Several protests were held Friday in Cairo and other parts of Egypt denouncing a government plan to cede strategic islands to Saudi Arabia, witnesses and local media said.

Police used tear gas to break up anti-government rallies in at least three areas in the city of Giza near Cairo, according to reports and witness accounts.

There were also reports of arrests in Giza, but further details were not available.

Twenty-five demonstrators were arrested in Alexandria, Egypt’s second-biggest city, state-run newspaper al-Ahram reported, citing an unnamed security official.

The Egyptian government said this week that technical work on demarcating a maritime boundary with Saudi Arabia had revealed that the Red Sea islands of Tiran and Sanafir lay within Saudi territorial waters.

The announcement, made as Saudi Arabia's King Salman was on a visit to Cairo, triggered a public outcry and sharp criticism from the opposition.

Hundreds of protesters gathered outside the Journalists’ Syndicate in central Cairo Friday, where anti-riot police were heavily deployed to prevent demonstrators from marching to the nearby iconic Tahrir Square.

Tahrir was the epicentre of the 2011 uprising, which forced longtime president Hosny Mubarak out of power.

Some demonstrators on Friday chanted slogans against an agreement related to the two islands, saying: “They’ve sold the land to Saudis,” and “The sale is invalid.”

Other protesters singled out President Abdel-Fatah al-Sissi with their anger. "Go!" they shouted, echoing a popular slogan during the anti-Mubarak revolt. 

The protests were the first in months in Egypt, where street demonstrations are banned without prior permission from police.

They came in response to an online call by secular activists and the now-banned Muslim Brotherhood to hold mass protests dubbed “land is honour.”

Tiran and Sanafir control the southern entry to the Gulf of Aqaba, where both Israel and Jordan maintain important ports.

Egyptian parliament must ratify the accord before it becomes effective.

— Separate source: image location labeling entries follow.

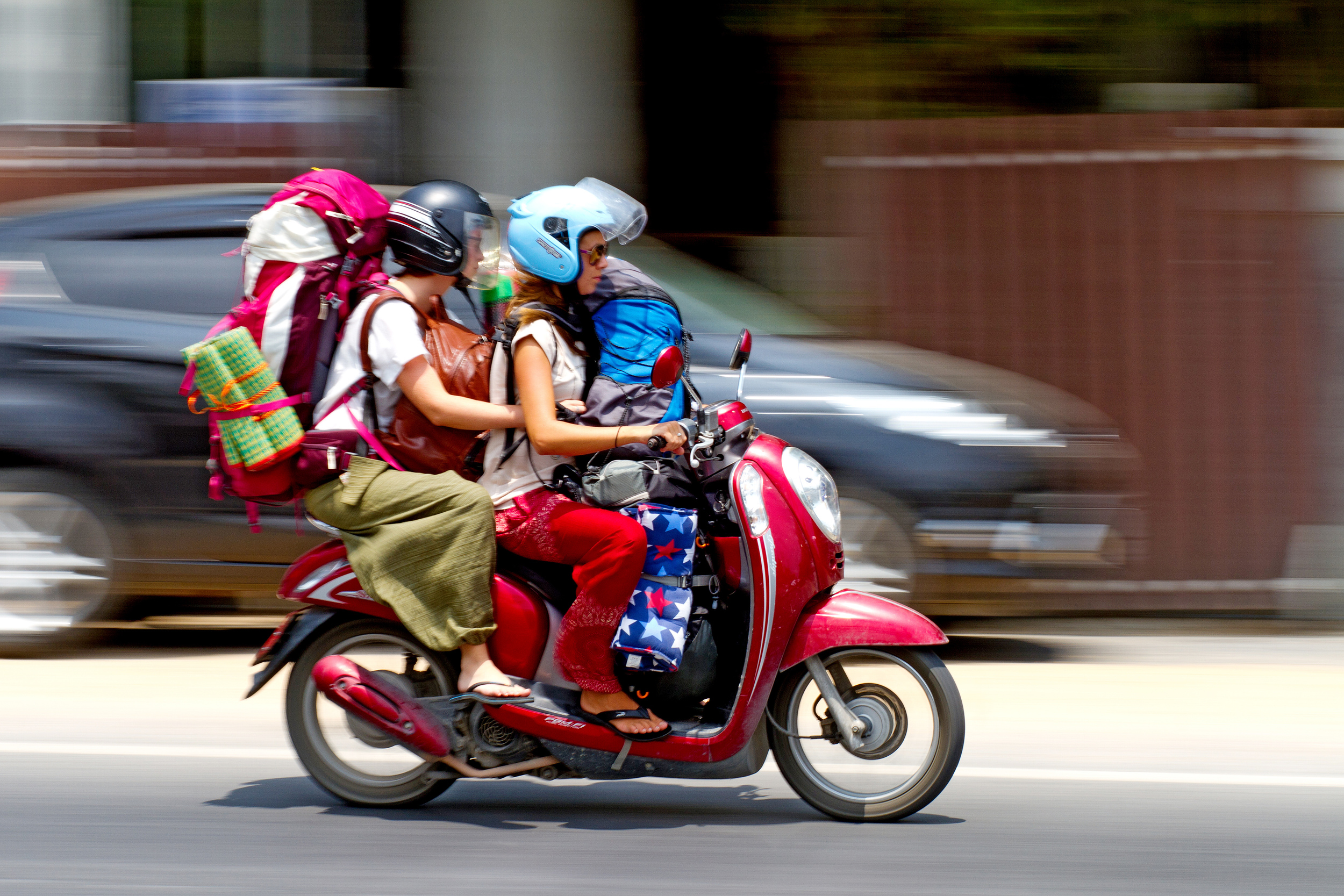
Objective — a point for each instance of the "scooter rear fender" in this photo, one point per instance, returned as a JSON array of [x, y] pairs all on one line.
[[850, 618]]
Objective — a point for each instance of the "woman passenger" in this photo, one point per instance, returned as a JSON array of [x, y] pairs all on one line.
[[423, 544], [558, 238]]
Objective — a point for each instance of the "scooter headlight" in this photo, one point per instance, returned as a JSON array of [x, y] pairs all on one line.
[[750, 486], [816, 489]]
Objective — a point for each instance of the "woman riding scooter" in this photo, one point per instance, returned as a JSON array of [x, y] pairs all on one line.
[[558, 238], [421, 543]]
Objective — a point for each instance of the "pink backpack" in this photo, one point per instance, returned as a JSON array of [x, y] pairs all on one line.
[[323, 233]]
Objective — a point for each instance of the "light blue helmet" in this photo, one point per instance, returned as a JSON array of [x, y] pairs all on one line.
[[546, 226]]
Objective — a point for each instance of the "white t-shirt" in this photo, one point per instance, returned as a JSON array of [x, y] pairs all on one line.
[[393, 342], [526, 469]]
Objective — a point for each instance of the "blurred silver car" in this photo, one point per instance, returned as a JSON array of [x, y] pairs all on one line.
[[961, 484]]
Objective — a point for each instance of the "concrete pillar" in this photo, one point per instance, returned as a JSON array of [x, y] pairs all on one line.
[[63, 61], [285, 39], [510, 96]]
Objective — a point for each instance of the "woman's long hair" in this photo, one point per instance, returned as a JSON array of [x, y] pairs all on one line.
[[530, 288]]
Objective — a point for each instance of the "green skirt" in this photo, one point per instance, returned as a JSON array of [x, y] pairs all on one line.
[[423, 544]]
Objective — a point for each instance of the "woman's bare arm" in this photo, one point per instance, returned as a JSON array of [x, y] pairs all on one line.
[[549, 436], [423, 386]]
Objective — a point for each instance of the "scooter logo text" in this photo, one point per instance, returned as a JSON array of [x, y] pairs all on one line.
[[566, 723]]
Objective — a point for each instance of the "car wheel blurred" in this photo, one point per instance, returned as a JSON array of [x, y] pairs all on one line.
[[55, 561], [880, 553]]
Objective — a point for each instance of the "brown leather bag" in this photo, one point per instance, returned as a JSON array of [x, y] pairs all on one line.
[[463, 361]]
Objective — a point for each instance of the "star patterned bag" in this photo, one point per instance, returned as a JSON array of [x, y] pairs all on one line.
[[652, 632]]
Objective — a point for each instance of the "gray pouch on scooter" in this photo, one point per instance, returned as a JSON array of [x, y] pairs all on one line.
[[619, 484]]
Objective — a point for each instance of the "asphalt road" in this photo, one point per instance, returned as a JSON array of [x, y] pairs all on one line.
[[1093, 765]]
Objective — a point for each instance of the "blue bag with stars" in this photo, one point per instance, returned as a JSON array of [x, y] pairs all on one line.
[[652, 632]]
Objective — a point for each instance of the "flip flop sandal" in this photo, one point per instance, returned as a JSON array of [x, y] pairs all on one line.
[[605, 719], [494, 701]]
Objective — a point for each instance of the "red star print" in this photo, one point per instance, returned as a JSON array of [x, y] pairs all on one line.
[[657, 602]]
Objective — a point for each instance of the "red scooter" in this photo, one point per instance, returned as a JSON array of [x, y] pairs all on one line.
[[863, 719]]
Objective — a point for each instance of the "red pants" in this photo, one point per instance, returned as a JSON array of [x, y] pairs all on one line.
[[606, 550]]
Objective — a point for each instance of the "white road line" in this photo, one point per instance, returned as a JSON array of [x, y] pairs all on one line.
[[1155, 777], [141, 750], [38, 747]]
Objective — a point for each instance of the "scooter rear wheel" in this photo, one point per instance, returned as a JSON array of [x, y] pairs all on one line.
[[347, 758], [916, 728]]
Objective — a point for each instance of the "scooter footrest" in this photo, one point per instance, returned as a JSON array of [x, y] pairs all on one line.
[[488, 701]]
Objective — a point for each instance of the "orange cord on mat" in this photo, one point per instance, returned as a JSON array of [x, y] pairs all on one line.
[[235, 406]]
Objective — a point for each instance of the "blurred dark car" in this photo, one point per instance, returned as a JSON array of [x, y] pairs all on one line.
[[959, 481]]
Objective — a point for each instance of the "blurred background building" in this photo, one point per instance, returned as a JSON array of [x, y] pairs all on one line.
[[1139, 205]]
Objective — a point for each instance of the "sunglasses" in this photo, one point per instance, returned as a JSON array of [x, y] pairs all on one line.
[[596, 254]]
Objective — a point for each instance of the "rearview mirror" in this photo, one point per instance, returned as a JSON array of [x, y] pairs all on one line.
[[667, 370], [742, 351]]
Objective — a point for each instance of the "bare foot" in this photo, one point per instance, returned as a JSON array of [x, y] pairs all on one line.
[[479, 666], [596, 703]]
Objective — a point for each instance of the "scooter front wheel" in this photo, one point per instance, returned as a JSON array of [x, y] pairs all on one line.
[[348, 758], [912, 744]]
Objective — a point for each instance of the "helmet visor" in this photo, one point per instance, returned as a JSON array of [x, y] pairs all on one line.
[[628, 216], [482, 265]]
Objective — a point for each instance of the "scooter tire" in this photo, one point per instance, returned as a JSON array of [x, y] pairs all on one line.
[[330, 777], [947, 754]]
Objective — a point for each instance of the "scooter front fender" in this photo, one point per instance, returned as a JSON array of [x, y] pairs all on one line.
[[850, 618]]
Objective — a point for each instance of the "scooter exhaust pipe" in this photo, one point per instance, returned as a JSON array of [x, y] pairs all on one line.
[[356, 691]]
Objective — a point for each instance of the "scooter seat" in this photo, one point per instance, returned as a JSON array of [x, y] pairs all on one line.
[[553, 580]]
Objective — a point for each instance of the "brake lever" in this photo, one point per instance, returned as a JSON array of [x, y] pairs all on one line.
[[706, 441]]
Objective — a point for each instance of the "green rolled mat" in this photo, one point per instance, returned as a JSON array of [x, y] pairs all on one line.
[[232, 375]]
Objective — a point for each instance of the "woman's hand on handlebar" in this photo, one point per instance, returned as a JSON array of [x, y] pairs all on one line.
[[673, 437]]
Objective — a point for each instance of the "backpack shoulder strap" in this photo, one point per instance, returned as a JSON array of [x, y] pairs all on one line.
[[375, 303]]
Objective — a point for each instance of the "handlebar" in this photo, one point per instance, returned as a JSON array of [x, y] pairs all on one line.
[[687, 425]]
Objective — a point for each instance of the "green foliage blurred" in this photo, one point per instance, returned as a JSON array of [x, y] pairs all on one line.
[[934, 58]]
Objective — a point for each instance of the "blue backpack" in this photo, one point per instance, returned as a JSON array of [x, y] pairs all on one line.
[[635, 320]]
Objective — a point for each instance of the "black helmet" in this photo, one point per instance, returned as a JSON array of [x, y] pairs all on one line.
[[434, 225]]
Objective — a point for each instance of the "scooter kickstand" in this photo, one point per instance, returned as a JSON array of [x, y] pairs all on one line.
[[620, 757]]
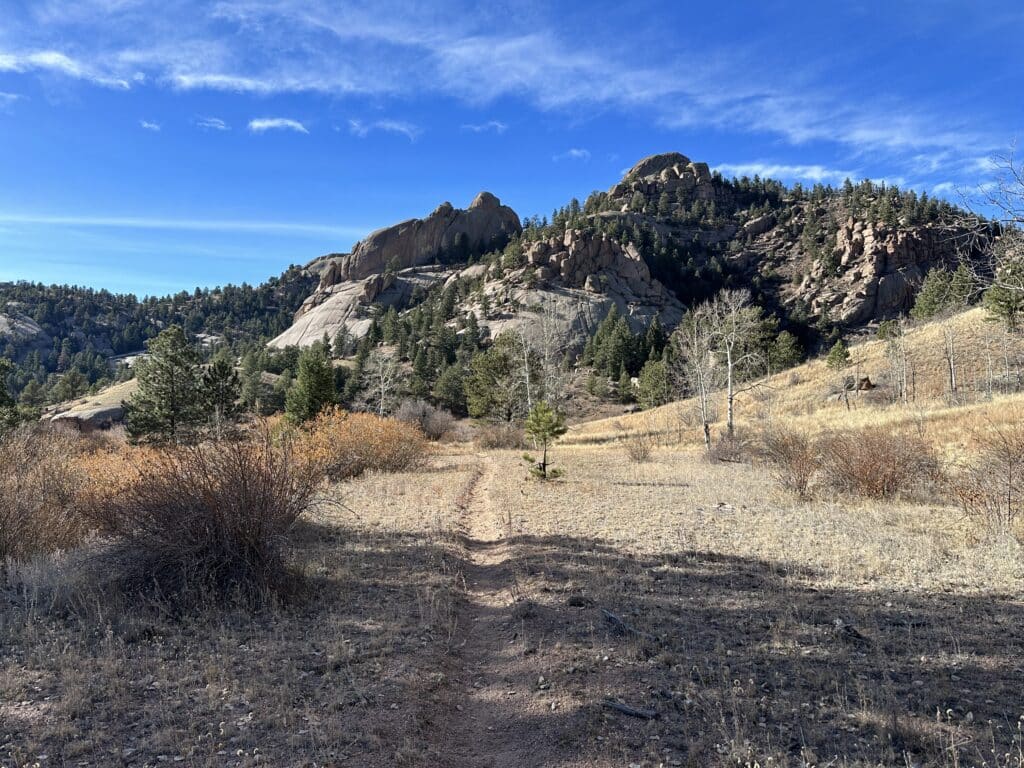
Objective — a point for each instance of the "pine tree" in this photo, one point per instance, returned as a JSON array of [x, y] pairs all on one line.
[[168, 406], [784, 351], [544, 425], [839, 356], [449, 389], [652, 387], [313, 387], [626, 393], [934, 296], [221, 390]]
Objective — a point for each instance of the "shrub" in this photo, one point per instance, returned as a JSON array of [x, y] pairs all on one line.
[[39, 480], [732, 449], [639, 446], [210, 518], [992, 486], [433, 422], [876, 463], [793, 459], [348, 444], [501, 436]]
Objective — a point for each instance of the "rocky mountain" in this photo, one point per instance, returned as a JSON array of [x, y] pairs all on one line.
[[669, 233]]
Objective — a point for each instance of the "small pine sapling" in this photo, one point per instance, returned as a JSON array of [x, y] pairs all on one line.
[[544, 425]]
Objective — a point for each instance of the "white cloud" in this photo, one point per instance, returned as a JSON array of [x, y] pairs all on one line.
[[363, 129], [56, 62], [781, 171], [341, 48], [136, 222], [259, 125], [573, 154], [212, 124], [495, 126]]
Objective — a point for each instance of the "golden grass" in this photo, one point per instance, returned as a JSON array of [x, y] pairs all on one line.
[[800, 397], [456, 620]]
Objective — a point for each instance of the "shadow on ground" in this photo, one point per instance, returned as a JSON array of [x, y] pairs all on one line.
[[740, 660]]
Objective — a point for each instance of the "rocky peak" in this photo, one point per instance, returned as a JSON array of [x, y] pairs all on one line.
[[448, 231], [653, 165], [671, 173]]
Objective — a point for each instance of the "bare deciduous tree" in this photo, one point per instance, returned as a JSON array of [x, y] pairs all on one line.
[[694, 368], [734, 324], [382, 375]]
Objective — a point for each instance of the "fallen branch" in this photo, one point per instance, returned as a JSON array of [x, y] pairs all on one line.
[[633, 712], [626, 629]]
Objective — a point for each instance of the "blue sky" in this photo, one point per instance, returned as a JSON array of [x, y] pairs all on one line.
[[153, 146]]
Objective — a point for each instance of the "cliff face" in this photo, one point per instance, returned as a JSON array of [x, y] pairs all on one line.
[[660, 237], [446, 233]]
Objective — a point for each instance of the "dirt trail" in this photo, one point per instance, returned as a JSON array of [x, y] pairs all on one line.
[[492, 699]]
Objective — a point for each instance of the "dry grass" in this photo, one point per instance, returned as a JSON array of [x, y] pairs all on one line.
[[39, 481], [761, 629], [347, 676], [799, 398]]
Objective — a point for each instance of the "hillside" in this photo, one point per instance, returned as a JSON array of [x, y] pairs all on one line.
[[670, 233], [52, 331], [988, 364]]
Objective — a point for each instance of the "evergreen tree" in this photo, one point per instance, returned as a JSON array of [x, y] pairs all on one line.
[[934, 296], [653, 388], [626, 388], [8, 412], [784, 351], [449, 389], [168, 404], [221, 390], [839, 356], [544, 425], [313, 387]]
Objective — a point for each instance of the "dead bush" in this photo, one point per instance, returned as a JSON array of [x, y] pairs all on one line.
[[732, 449], [435, 423], [209, 519], [639, 446], [348, 444], [501, 436], [991, 486], [792, 458], [39, 480], [876, 463]]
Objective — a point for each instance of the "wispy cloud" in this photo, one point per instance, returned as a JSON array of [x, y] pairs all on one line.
[[212, 124], [363, 129], [60, 64], [399, 49], [495, 126], [260, 125], [227, 225], [573, 154], [781, 171]]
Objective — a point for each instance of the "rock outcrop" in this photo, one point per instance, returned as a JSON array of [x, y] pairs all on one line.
[[446, 235], [849, 273], [672, 174], [599, 264]]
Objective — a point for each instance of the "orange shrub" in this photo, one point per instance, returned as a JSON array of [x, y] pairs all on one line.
[[210, 518], [347, 444], [39, 480]]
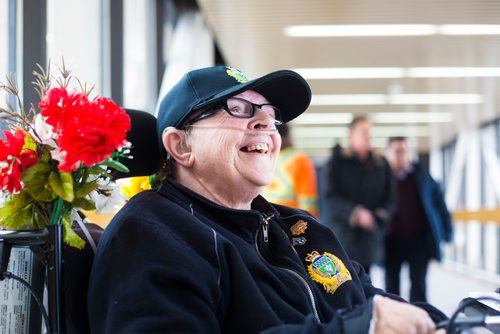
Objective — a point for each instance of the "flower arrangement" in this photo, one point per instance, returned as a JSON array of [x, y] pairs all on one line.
[[55, 159]]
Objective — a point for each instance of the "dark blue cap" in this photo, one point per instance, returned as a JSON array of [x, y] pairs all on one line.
[[197, 89]]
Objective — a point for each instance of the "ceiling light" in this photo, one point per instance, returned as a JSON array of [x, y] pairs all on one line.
[[435, 99], [324, 118], [412, 117], [348, 99], [351, 73], [390, 30], [300, 133], [380, 99], [360, 30], [338, 73], [452, 72], [469, 29], [343, 118]]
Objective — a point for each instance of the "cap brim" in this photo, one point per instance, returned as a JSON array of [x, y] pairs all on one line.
[[285, 89]]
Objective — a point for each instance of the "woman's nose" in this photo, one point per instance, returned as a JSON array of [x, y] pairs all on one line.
[[262, 119]]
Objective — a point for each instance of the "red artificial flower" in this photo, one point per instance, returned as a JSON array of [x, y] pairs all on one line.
[[94, 130], [14, 160], [58, 105]]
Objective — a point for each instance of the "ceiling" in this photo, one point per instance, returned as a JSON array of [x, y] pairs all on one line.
[[250, 35]]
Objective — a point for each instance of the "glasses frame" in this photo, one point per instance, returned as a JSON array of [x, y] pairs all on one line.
[[223, 105]]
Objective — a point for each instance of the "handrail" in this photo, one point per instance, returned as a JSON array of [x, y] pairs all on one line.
[[482, 215]]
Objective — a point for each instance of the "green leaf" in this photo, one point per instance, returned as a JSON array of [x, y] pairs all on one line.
[[62, 184], [84, 204], [69, 236], [85, 189], [35, 180], [17, 213], [115, 165]]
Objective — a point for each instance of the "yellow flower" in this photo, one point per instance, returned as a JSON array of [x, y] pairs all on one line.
[[135, 185]]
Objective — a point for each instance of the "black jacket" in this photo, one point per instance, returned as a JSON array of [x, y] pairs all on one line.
[[173, 261], [436, 212], [348, 182]]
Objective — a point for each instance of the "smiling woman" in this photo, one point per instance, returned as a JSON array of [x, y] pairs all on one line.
[[211, 254]]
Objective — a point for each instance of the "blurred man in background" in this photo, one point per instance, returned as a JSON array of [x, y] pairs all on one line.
[[358, 195], [420, 224], [294, 183]]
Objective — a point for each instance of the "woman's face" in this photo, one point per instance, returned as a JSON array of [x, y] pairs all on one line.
[[236, 156]]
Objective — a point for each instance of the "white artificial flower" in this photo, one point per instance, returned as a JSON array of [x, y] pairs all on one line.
[[74, 216], [57, 154], [44, 132], [108, 199]]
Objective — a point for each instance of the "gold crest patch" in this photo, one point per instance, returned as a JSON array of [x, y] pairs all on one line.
[[299, 227], [328, 270], [240, 77]]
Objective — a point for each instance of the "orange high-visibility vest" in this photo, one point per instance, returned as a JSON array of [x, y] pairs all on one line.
[[294, 183]]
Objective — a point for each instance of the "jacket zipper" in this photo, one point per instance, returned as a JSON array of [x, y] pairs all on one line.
[[265, 232]]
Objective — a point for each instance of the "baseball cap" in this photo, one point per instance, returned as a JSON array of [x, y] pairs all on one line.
[[200, 88]]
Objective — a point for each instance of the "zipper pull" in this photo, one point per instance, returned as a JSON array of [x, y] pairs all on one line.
[[265, 228]]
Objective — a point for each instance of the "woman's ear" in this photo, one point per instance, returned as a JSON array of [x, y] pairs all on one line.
[[176, 144]]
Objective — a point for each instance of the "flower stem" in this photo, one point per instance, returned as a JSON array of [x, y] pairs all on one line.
[[55, 217]]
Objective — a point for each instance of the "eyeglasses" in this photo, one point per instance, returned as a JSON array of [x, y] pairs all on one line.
[[240, 108]]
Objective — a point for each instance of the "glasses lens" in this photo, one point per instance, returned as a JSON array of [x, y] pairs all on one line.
[[239, 108], [273, 112]]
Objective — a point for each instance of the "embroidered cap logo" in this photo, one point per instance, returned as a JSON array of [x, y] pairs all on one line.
[[240, 77]]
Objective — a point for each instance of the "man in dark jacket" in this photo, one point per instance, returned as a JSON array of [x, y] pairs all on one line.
[[358, 195], [206, 254], [421, 222]]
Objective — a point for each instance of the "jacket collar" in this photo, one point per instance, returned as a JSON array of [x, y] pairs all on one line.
[[243, 222]]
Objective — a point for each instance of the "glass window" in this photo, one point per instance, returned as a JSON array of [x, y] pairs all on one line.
[[74, 34], [4, 46], [139, 55]]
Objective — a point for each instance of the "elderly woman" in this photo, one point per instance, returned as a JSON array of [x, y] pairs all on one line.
[[206, 254]]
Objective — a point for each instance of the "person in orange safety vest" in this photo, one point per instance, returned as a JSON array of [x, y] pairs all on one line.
[[294, 182]]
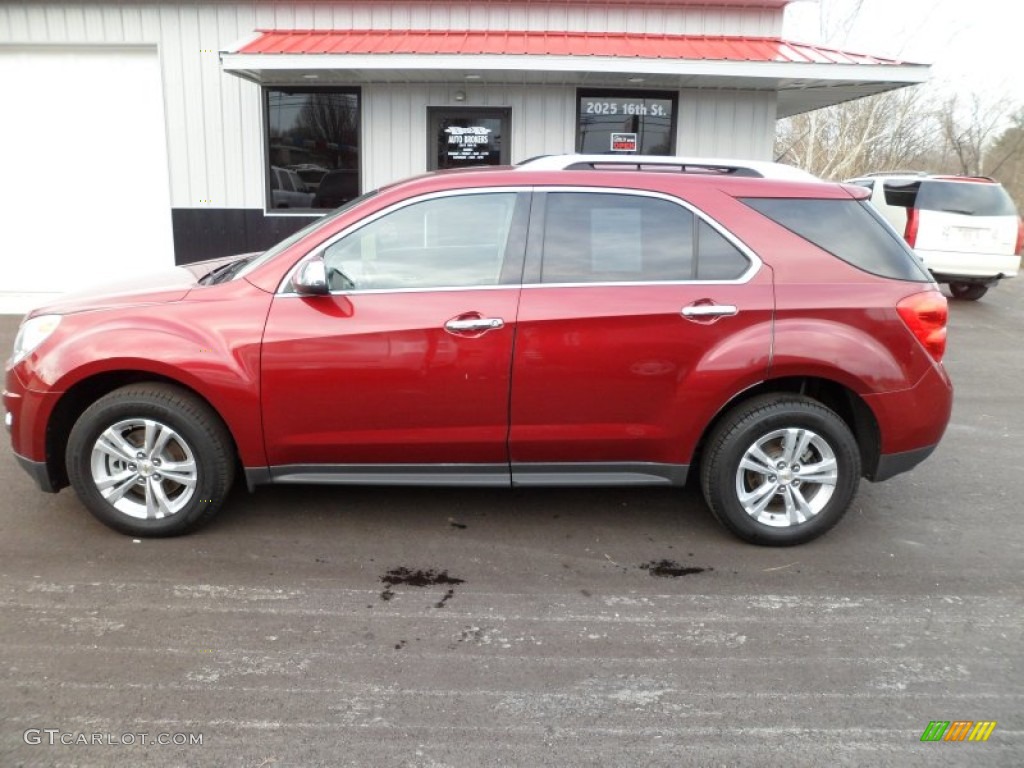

Al-Sissi's backers dominate the legislature.

Critics have alleged that the island surrender is in return for economic aid from Riyadh, a claim that al-Sissi has denied.

Saudi Arabia has given significant financial and diplomatic backing to Egypt since 2013, when al-Sissi, the then army chief, deposed president Mohammed Morsi of the Muslim Brotherhood.

Al-Sissi took office in 2014 following an election landslide.

In recent months, he has come under increasing criticism at home over alleged massive rights abuses and economic woes.